Tag: credit taxonomy examples

  • CRediT Taxonomy Examples: Why Fields Differ

    CRediT taxonomy examples look very different depending on where they are published: a life-sciences paper in MDPI or PLOS typically lists all 14 roles with named contributors, while a humanities article often still carries a single sentence such as “the author confirms sole responsibility for this work.” The gap is not accidental. It traces directly to publisher policy — mandatory in most STEM journals, opt-in or absent across much of the humanities — and it creates a real coordination problem for cross-disciplinary teams trying to standardise credit.

    CRediT (the Contributor Roles Taxonomy) is a 14-role system for describing the specific contributions each author made to a research output, originated by CASRAI in 2014 and now formalised as ANSI/NISO Z39.104-2022, stewarded by NISO. This article examines why uptake diverges so sharply by field, with real examples from both ends of the spectrum, and what that divergence means for teams working across disciplinary lines.

    What is the CRediT taxonomy?

    The Contributor Roles Taxonomy (CRediT) is a standardised set of 14 roles — Conceptualization, Data Curation, Formal Analysis, Funding Acquisition, Investigation, Methodology, Project Administration, Resources, Software, Supervision, Validation, Visualization, Writing – Original Draft, and Writing – Review & Editing — used to describe what each named author actually did on a research output.

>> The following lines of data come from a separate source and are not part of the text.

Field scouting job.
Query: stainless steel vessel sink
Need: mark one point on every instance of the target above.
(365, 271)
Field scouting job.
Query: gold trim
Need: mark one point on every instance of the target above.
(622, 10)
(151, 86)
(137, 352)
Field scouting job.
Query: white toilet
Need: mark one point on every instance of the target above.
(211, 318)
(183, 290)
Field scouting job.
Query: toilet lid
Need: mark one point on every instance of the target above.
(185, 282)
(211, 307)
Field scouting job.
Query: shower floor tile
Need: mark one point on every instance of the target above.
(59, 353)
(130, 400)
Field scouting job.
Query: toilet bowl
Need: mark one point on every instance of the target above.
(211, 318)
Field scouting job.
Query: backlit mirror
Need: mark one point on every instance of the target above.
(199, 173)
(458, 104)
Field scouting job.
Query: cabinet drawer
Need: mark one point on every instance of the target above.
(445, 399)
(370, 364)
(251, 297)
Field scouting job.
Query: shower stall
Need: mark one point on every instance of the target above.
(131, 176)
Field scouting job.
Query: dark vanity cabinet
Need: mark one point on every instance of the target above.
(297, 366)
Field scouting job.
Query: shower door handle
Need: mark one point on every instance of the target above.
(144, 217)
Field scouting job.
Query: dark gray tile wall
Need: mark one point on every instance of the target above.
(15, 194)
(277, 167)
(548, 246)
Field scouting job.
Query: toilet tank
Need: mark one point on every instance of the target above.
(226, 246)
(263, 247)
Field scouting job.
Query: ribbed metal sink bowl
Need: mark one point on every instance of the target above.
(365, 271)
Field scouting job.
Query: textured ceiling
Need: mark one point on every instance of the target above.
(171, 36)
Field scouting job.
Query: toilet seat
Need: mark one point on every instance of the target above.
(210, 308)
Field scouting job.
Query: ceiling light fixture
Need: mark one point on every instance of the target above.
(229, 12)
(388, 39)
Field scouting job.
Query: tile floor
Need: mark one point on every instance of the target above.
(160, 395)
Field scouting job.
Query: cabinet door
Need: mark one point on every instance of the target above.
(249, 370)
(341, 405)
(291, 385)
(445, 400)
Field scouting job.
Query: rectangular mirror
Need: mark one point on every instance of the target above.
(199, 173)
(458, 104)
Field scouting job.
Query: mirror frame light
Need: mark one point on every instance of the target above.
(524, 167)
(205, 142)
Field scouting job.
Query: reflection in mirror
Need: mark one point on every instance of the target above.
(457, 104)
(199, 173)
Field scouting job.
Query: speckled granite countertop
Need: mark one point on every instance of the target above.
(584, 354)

    CASRAI originated the CRediT contributor role taxonomy in 2014, building on earlier contributorship work from a 2012 workshop convened by Nature, Harvard University, and the Wellcome Trust. The standard is now stewarded by NISO as ANSI/NISO Z39.104-2022, published under a CC-BY 4.0 licence. Authors select only the roles relevant to their own contribution — a single author does not need to fulfil all 14.

    Why does CRediT adoption vary so much by field?

    CRediT adoption tracks publisher policy far more closely than it tracks research quality or complexity. In fields where publishers made CRediT statements mandatory at submission — largely biomedical, life-science, and multidisciplinary mega-journals — contribution statements are now routine. In fields where publishers left CRediT as an optional field or omitted it entirely — much of the humanities and parts of the social sciences — author contribution statements remain rare or absent.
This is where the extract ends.